Lia was born the same year as Igor in 1965. She lovingly recalled that she and Igor were more like sister and brother than cousins growing up. Lia’s parents tried to intervene in young Igor’s unhappy childhood. Whenever possible, Lia’s mother, Igor’s aunt, brought him to spend time with them and lavished him with motherly love.
Lia described Igor as sweet, sensitive, stubborn, and difficult at times. I had to smile recognizing traits that his son, my son had inherited. The negative parts of Igor’s personality, she blamed on his painful childhood. Lia’s affection for Igor was deep and genuine. Her loyalty was fierce.

As photos started loading on my computer screen from Liana and Lia, I sat flabbergasted. My mother, who was so curious about this man, could not have anticipated how much Roma resembled his birth father. I sat before my computer screen, face to face with Igor. Roma’s father. This man for whom I had felt nothing beyond indifference all these years sat starring back at me, almost pleading, reaching out to me across the decades. I finally sensed his brokenness and pain.
As Lia and Liana made Igor known to me, my deep compassion for him grew. Such a beautiful young man, so like his son, my son, who he never got to know. A young man filled with potential, and hopes, and dreams. As stories and pictures arrived in my inbox, I cried and cried. I cried for Liana, then Lia. For Roma, and for tragic Igor. And for my ignorance of all the pain and loss. Surprises met me at every corner. By the time I got to know and love him, Igor Sudzhashvili had been dead for eight years.

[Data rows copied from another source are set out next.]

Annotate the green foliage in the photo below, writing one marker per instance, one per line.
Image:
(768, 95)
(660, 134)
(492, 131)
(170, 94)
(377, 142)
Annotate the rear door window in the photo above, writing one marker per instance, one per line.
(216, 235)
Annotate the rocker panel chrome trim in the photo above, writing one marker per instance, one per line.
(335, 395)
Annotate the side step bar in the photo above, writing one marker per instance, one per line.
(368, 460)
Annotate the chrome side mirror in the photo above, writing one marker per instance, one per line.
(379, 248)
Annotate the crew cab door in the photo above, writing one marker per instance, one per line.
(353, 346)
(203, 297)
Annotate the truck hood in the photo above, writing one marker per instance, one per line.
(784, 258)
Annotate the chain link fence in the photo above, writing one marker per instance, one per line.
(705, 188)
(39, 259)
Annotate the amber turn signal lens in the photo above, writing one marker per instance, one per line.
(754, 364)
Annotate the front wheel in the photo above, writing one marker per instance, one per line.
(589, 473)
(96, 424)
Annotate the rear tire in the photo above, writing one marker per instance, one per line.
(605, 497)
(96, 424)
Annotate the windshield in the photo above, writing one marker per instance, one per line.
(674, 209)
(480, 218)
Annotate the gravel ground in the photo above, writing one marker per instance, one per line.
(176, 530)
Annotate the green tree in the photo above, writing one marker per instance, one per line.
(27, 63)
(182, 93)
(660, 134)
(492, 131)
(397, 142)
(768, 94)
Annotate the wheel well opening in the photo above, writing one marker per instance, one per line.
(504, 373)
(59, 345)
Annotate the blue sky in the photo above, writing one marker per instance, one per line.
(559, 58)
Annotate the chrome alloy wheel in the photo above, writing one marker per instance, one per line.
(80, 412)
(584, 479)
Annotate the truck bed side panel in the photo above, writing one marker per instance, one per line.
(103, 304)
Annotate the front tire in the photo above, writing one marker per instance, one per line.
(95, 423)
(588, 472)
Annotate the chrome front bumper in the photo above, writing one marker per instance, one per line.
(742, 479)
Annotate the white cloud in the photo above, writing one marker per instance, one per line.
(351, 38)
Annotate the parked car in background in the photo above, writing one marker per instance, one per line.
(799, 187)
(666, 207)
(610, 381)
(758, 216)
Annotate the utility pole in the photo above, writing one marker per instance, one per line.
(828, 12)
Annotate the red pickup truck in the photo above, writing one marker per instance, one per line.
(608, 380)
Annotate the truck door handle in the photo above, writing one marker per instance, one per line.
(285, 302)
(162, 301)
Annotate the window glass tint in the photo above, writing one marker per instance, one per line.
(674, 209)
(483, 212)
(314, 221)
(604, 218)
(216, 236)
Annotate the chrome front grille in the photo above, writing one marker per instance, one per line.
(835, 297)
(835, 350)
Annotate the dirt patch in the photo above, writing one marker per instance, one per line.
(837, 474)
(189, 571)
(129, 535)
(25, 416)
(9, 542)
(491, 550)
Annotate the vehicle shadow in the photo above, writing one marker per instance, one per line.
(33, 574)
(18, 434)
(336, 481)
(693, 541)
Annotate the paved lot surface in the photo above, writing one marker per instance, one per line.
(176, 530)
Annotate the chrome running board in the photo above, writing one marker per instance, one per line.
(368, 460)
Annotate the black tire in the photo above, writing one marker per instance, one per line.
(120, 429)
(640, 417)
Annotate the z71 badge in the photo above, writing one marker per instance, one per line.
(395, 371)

“It seemed he was doomed from the beginning,” Lia said often, as though her own grief was rekindled. Her words describing her beloved cousin stabbed like a knife in my own freshly wounded heart. The revelation of Igor’s unfortunate life and early death was still too fresh a tragedy for me. The stories and photos continued to filter in, as the puzzle pieces created a story of a beautiful and loved young man who just couldn’t seem to catch a break.

We all know people like that, people who hardly have a fair chance in life. By no fault of their own, misfortune ambushes them at every turn.
For whatever reason, I wept off and on for days, mourning a man who had been dead for eight years. A man I would never know. At first, I read private messages about him translated by Lia’s daughter Elene. Then another first cousin, Zaur, reached out to me, offering what he remembered. Then Lia’s mother contributed her cherished memories of a loved nephew on whom she had lavished motherly love and compassion. Another cousin, a university English teacher, also contributed to the compilation by her careful translations of the recollections of a boy, then a man, who had endeared himself to so many, and whose tragic life and death had broken hearts of those who knew and loved him best. They each introduced me to Igor, all in hopes that we would know and understand him better. I knew this knowledge would one day be a gift to his son.